Pirates of Venus
Series: Venus 1
Reviewed date: 2008 Mar 19
Edgar Rice Burroughs has a formula for his stories. A hero gets transported to a strange land and falls in love with a princess. The princess gets kidnapped, the hero risks life and limb to rescue her, and wins her heart. In Pirates of Venus, Burroughs does not stray far from his formula.
Our hero is Carson Napier, an explorer. Carson builds a rocket ship and blasts off for Mars, but a course miscalculation sends him to Venus instead. On Venus he meets the Vepajans, an egalitarian nation of civilized men. The Vepajans build their cities in giant trees, thousands of feet above the forest floor. As Carson learns their language he also learns about the history of Venus, which the Vepajans call Amtor. The Vepajans once ruled over all Amtor, but a group of malcontents called Thorists (actually communists by a different name) staged a violent revolution. The civilized Vepajans retreated to their treetop cities, and the Thorists now rule the rest of Amtor. The Vepajans live well; the Thorist regime is brutal and the people severely repressed.
Carson meets a girl--surprise!--but before he can win her affection, he is kidnapped. Carson is held prisoner on a Thorist ship. Is this a twist on the hoary old Burroughs plot? No. The girl--named Duare--doesn't rescue Carson. In fact, she is kidnapped as well, and held captive on a different Thorist ship. When Carson and his fellow prisoners escape and take control of their ship, they proceed to board and take the other ship too, thus rescuing the princess Duare.
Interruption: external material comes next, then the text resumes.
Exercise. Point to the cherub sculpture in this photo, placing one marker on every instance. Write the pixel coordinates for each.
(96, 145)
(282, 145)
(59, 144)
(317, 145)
Pirates of Venus is pretty plotless. There is plenty of action but no controlling story. It isn't even a rescue tale--Carson doesn't know his true love has been kidnapped until he accidentally rescues her. The only semblance of plot comes after the rescue sequence, when Carson decides to become a privateer. He will wreak havoc on the shipping trade of the Thorists in order to help bring down their regime. But that's hardly a plot, because as soon as Carson decides this, he is swept overboard, and the book ends. Oh well. So much for the whole political allegory slant.
Unlike other Burroughs books, Pirates of Venus talks a lot about the language of Amtor. Burroughs has developed rules of grammar, syntax, and orthography, which he reveals gradually. It's different, but not interesting enough to save the book. Pirates of Venus shows signs of fatigue. Burroughs was just going through the motions. Amtor is dull and uninspired. Carson Napier is not so much a hero as a victim of circumstance.